Pipeline HGT-1410 for Sanfilippo Syndrome
- HGT-1410 is in development as an ERT for the treatment of Sanfilippo Syndrome, a lysosomal storage disorder. The product has been granted orphan drug designation in the US and in the EU. Shire initiated a Phase 1/2 clinical trial in August 2010.
Guanfacine CarrierWave (GCW; SPD 547)
- SPD 547 is in early stage development for the treatment of ADHD. A feasibility study in humans using microdosing has been completed and results indicate characteristics suitable for entering formal Phase 1 trials. The Phase 1 program is expected to be initiated in Q3 2010 with results throughout 2011. GCW could potentially improve on the current guanfacine profile to minimize known food, gastrointestinal ("GI") and sedation effects.

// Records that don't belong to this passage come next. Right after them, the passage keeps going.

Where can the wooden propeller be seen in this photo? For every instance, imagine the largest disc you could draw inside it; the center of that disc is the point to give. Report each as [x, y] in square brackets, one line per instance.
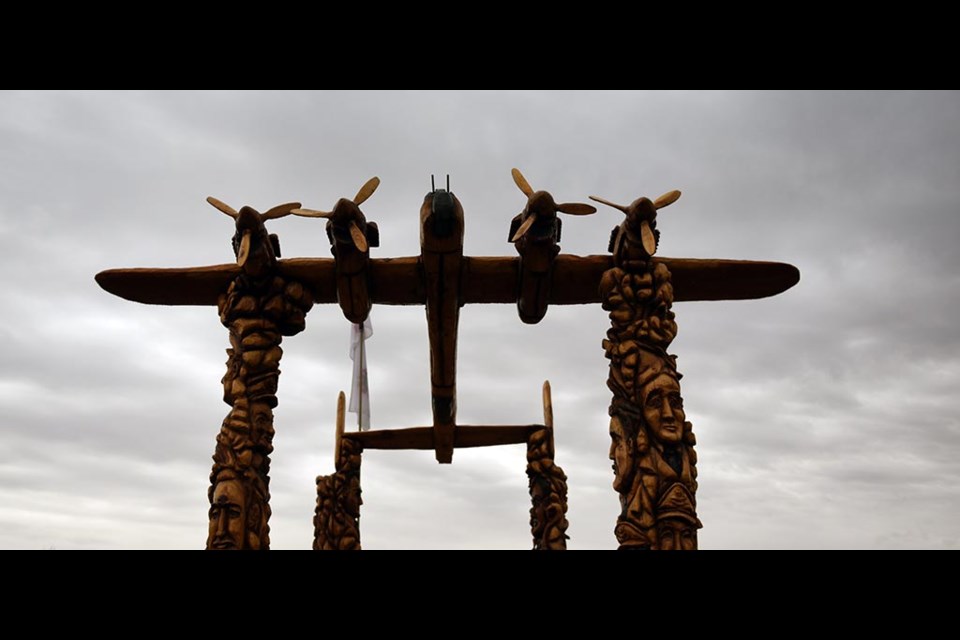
[571, 208]
[647, 237]
[356, 234]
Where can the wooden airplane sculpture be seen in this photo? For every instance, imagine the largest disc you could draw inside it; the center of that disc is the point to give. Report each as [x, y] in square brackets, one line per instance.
[535, 232]
[351, 237]
[442, 279]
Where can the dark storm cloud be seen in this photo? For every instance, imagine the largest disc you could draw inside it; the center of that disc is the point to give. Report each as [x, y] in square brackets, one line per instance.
[825, 416]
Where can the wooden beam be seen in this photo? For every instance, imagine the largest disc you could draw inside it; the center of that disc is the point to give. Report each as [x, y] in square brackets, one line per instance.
[490, 280]
[465, 436]
[441, 256]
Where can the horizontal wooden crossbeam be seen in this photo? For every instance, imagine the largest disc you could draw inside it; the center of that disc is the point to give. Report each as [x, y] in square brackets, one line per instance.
[463, 436]
[491, 280]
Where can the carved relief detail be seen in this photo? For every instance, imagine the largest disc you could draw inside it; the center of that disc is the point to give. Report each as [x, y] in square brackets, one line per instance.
[548, 493]
[257, 312]
[336, 523]
[652, 446]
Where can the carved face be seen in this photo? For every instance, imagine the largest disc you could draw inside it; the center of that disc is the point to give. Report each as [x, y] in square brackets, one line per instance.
[676, 534]
[227, 516]
[663, 409]
[622, 452]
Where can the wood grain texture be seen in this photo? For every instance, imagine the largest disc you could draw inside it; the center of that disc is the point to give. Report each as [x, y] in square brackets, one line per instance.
[490, 280]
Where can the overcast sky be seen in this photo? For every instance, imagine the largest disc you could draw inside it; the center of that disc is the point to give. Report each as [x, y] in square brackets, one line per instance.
[826, 417]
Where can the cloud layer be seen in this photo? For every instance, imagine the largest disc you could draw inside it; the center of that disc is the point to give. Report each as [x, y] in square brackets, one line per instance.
[826, 417]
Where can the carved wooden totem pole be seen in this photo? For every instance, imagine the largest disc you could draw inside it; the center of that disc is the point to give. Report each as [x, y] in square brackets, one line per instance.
[261, 298]
[259, 307]
[652, 444]
[548, 485]
[336, 522]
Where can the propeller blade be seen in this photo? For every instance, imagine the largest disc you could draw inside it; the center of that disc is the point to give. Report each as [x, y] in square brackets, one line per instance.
[367, 190]
[649, 240]
[576, 208]
[524, 227]
[244, 252]
[359, 241]
[666, 199]
[521, 182]
[227, 209]
[609, 204]
[312, 213]
[280, 210]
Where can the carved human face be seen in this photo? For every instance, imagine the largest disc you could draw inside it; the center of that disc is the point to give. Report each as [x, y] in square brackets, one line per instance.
[622, 452]
[227, 516]
[676, 534]
[663, 409]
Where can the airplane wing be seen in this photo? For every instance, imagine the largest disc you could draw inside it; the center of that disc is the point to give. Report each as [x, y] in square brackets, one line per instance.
[576, 279]
[399, 281]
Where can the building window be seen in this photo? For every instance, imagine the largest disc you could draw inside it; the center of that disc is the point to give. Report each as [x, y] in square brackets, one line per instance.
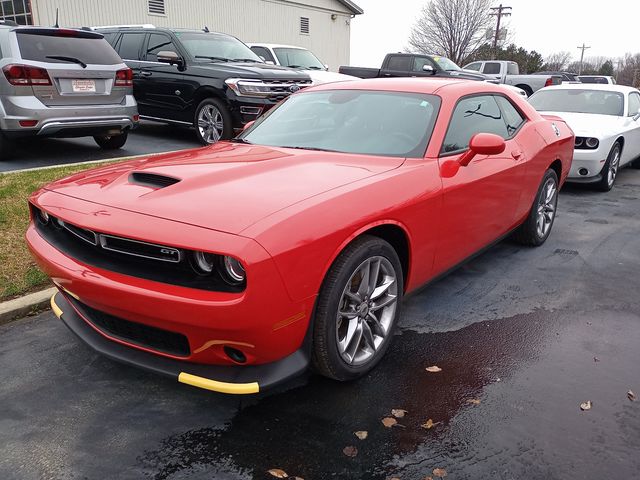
[17, 11]
[156, 7]
[304, 25]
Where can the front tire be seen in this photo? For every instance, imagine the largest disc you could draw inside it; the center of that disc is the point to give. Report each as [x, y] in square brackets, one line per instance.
[610, 169]
[212, 122]
[111, 142]
[357, 309]
[536, 228]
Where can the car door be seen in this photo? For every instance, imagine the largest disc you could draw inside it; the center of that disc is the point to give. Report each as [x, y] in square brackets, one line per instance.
[164, 84]
[479, 200]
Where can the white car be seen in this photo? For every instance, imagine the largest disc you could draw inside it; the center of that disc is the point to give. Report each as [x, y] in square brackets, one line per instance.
[606, 122]
[298, 57]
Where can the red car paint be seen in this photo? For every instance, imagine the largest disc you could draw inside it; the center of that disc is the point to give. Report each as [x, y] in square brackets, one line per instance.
[287, 214]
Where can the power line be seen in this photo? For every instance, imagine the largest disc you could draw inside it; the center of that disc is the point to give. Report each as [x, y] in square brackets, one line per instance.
[583, 48]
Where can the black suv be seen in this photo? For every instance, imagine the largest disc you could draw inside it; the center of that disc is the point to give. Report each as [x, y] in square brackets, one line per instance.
[208, 80]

OTHER SECOND QUARTER AND RECENT DEVELOPMENTS
Proposed acquisition of Movetis NV
- On August 3, 2010 Shire announced that it was launching a voluntary public takeover offer for all the shares in Movetis NV ("Movetis"), the Belgium-based European specialty GI company, for a fully diluted equity purchase price of EUR428 million. Movetis' board unanimously supports the transaction and Institutional shareholders holding 38.9% of Movetis' shares have unconditionally agreed to accept the offer. It is anticipated that the takeover offer, which is contingent upon the fulfilment of certain conditions, will open for acceptance in September.
This proposed acquisition will significantly broaden Shire's global GI portfolio and adds growing revenues from RESOLOR(R) (prucalopride), a new chemical entity indicated for the symptomatic treatment of chronic constipation in women in whom laxatives fail to provide adequate relief. Movetis has the rights to RESOLOR in the EU, Iceland, Lichtenstein, Norway and Switzerland and is entitled to royalties on sales of RESOLOR outside of Europe from Johnson & Johnson.
The acquisition also brings to Shire world-class research and development talent and a promising GI pipeline.
Purchase of Lexington Technology Park
- On June 30, 2010 Shire purchased Lexington Technology Park in Lexington, Massachusetts for a cash purchase price of $165 million. The purchase underlines our investment in the growth of Shire's Human Genetic Therapies business, and gives Shire the ownership of an additional 570,000 square feet of expansion potential available under the current permit, including 170,000 square feet already under construction.
BOARD CHANGES
On June 16, 2010 Dr David Ginsburg and Ms Anne Minto OBE were appointed to Shire's Board of Directors with immediate effect. Dr Ginsburg was also appointed to Shire's Science & Technology Committee. Ms Minto was appointed to Shire's Remuneration Committee and assumed the Chair of that Committee on the retirement of Ms Kate Nealon from the Shire Board at the end of Ms Nealon's term of office on July 26, 2010.